Tiziano
Carl Mostertsplatz – Düsseldorf-Pempelfort
Schräg gegenüber diesem ‚Vertrauen erweckenden’ Lokal querte aus einer Toreinfahrt kommend ein Typ meinen Weg, der mich breit anlächelte und mit der sehr selbstsicher und deutlich laut hervorgebrachten Äußerung „Na, Du Fischkopp!“ konfrontierte und lachte. Der nordafrikanisch arabisch aussehende Kerl machte einen sehr kräftigen und schnellen Eindruck, so dass ich Überlegungen, von welchem Fisch ich der Kopf sein sollte und ob das unbedingt eine Beleidigung sein musste, nicht weiter nachhing und den Affront einfach mal ignorierte, obwohl ich für solche Fälle ein „Du umgekrempeltes Fasanenarschloch“ eigentlich reflexartig gespeichert habe.
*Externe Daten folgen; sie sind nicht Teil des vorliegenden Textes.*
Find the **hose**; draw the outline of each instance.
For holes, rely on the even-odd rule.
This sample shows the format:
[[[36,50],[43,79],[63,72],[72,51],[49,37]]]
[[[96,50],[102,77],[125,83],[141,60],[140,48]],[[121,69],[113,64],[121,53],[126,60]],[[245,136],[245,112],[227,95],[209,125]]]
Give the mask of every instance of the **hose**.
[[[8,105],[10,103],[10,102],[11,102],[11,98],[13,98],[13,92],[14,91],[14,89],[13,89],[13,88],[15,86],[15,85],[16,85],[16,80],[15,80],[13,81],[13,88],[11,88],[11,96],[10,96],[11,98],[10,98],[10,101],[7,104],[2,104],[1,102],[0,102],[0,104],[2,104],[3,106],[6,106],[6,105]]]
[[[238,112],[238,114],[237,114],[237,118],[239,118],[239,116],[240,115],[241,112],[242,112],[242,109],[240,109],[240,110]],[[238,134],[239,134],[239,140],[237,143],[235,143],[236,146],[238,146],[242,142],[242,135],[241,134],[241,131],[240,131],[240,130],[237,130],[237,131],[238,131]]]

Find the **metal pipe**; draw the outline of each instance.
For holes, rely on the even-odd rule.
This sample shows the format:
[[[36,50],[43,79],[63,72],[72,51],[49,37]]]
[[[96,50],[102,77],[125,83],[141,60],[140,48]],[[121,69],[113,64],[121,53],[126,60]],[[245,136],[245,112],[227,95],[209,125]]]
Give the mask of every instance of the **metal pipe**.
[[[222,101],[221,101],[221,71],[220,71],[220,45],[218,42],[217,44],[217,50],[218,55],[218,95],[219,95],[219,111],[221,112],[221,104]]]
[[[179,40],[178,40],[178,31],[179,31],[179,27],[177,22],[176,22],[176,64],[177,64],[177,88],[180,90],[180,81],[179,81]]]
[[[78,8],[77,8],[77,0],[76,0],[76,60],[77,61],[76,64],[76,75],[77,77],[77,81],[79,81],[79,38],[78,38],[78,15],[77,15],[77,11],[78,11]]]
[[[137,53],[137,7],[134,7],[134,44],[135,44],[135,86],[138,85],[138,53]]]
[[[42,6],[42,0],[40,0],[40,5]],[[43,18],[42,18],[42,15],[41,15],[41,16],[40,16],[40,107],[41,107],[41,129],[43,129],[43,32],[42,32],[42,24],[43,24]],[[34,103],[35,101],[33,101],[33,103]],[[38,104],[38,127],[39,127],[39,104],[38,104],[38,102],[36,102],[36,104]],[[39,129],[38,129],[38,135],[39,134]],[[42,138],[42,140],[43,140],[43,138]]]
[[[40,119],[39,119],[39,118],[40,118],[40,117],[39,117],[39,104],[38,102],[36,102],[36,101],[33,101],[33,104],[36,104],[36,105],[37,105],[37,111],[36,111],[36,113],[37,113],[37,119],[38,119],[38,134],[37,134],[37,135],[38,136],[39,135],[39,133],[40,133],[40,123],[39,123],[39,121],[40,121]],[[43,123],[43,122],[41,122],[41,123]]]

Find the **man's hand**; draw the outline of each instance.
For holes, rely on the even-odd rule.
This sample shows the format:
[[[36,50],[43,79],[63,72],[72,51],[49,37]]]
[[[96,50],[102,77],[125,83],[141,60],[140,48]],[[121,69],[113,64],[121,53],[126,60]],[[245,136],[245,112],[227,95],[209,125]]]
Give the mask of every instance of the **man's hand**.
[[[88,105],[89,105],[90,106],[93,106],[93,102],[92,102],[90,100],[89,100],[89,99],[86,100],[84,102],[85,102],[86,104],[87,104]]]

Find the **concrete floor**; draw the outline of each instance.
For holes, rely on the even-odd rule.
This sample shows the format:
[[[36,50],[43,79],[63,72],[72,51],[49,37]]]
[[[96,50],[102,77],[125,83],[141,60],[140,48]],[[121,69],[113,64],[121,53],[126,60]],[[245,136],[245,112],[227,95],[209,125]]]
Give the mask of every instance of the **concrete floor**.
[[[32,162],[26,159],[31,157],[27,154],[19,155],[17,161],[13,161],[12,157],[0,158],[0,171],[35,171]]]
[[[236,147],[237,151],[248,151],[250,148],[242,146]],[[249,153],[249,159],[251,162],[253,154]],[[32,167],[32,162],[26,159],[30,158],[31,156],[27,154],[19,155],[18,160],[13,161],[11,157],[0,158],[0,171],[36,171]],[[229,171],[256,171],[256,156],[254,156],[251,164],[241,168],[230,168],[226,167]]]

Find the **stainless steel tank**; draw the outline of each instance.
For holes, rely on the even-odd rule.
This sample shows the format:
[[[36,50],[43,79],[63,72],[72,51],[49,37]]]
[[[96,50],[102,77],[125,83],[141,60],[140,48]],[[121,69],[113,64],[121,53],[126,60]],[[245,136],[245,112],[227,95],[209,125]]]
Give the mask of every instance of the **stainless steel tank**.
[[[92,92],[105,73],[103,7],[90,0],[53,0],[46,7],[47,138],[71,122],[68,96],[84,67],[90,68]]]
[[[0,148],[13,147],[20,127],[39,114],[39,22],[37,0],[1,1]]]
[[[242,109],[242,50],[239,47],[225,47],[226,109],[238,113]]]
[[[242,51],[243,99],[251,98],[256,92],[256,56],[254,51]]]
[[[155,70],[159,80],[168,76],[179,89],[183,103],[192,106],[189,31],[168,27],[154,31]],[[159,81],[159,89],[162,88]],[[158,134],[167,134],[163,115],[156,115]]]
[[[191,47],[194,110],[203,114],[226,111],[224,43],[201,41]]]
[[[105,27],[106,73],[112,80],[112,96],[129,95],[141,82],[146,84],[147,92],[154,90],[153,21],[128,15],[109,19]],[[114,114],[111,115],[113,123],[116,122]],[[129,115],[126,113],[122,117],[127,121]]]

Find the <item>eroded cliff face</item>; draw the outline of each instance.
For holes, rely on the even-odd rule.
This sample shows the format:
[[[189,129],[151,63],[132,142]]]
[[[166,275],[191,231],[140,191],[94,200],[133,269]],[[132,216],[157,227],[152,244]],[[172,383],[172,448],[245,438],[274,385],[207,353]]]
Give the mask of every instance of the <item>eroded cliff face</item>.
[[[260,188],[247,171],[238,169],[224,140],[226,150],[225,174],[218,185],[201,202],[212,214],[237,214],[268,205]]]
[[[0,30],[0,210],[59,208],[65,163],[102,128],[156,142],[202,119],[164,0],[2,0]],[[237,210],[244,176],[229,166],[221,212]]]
argee gleim - 16. Apr, 18:39
Das Tiziano war schon immer da, und es wird wohl ewig dort bleiben. Ich kenne es seit ca. 1962, mein Schulweg von der Lennéstraße zum Leibniz-Gymnasium führte daran vorbei. Bis Mitte der sechziger Jahre war das Tiziano so eine richtige Eisdiele (vergleichbar mit dem Belluno auf der Helmholtzstraße). Auf der Annastraße - also links vorbei an der Front gab es ein kleines Verkaufsfenster, da gab's dann die Hörnchen mit ner Kugel für zehn Pfennig. Das Eis war ziemlich lecker, außerdem war das Tiziano weit und breit die einzige Eisdiele.
Irgendwann so um 1968 herum verwandelte sich der Laden stufenweise in ein Café. Er galt bald als Abschleppschuppen besonderer Art: Hier konnten Schulmädchen Kontakte zu Männern herstellen, die bereit waren, sie zu verwöhnen. Das lief anfangs ausgesprochen dezent ab, und nur wer eine Schwester oder Cousine im gefährdeten Alter hatte, wusste davon. Und dann wusste man auch, dass das Café nur noch "das Tiz" genannt wurde.
Außerdem entwickelte sich das Tiz zu Beginn der siebziger Jahre in eine Institution für Anhänger rauchbarer Kräuter. Tatsächlich war es in den Jahren 71 bis 74 eine ausgesprochen zuverlässige und preisgünstige Quellen. Da sich die Einrichtung nie geändert hatte, bliebt diese Funktion den Erwachsenen (und Spießern) verborgen.
In diesen wilden Jahren wechselten die Inhaber teilweise im Monatsrhythmus. Aber selbstgemachtes Eis gab es immer noch. Das Verkaufsfenster auf der Annastraße wurde erst so um 1982 abgeschafft - mein Sohn (Jahrgang 80) hat dort sein allererstes Hörnchen in Empfang genommen. Zwischendurch war der Laden immer mal geschlossen.
Irgendwann wurde das Tiz zum Treffpunkt der Migranten südosteuropäischer Herkunft. Wer mutig genug war, es zu betreten, konnte dort Vermittlungsdienste in Anspruch nehmen, bei denen es um Waren ging, die vom Lastwagen gefallen waren. So weit ich weiß, gab es in den Achtzigern auch die eine oder andere Razzia.
Das Tiz war (und ist) immer eine Enklave im Viertel gewesen, also kein Café, in das man mal so eben ging. Entweder man gehörte dazu - oder nicht. Das änderte sich erst (ein bisschen) als die Tische auf den Gehweg kamen. Das geschah beim Tiz relativ spät.
Man kann über diesen Laden sagen, was man will, aber aggressiv ging es dort nie ab - an Schlägereien oder ähnlich unangenehme Vorfälle kann ich mich nicht erinner. Ich muss aber auch zugeben, dass ich nichts über den aktuellen Zustand des Tiz weiß. Ich bin ja schon 2000 aus Pempelfort weggezogen.